New sensations. One of Lou Reed's most underrated albums as well as what Frank Zappa said when he tried to explain the Mothers' debut album. Freak Out! was supposed to give people what they had never experienced before 1966.
I have no idea how it felt back when Peter Bogdanovich released his film in early 70s, but as of 2016 - The Last Picture Show feels like a nervy bag of new sensations. Powerful, raw, utterly disturbing. There was a beautiful life beating next to me, in the dark, half-empty cinema, and I kept wondering how one could ever live it down. That kind of experience.
It is terrible, electrifying, wickedly appealing. The 'appealing' bit has little to do with the plot, which is typically non-existent in a coming-of-age story, and a lot with just how the film was made. The billiards scene? Christ Jesus those two minutes are unsettling. I can give you a million sex scenes that are much more racy and graphic and just plain direct, but this felt different. This was like a big black rat scuffling under your sofa.
Nothing is compromised and nothing is stylized about The Last Picture Show (except for its black and white surface), which is why it feels so different to the modern eye that needs to be harnessed and honed. However, this also means that when the sentiments come pouring towards the end of the film (like the beautiful revelation in the car or the inevitable death scene or the final minute), they knock you down.

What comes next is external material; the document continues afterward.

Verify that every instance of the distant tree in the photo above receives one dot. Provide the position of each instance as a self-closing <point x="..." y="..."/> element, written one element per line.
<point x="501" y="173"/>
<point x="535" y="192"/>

A friend of mine once told me that he no longer goes to the cinema all that much. 'Emotionally', he explained, 'I know what to expect. It just feels smooth. Because you have to understand, it's not about the gore and the guts. It's not about sex. It's about the feel of it'.
This conversation took place a couple of days after he had seen Fritz Lang's M at some introspective screening in Newcastle. I would do that too, years later, and would be blown away by the new sensations that feel, somehow, out of this time. And possibly that time, too.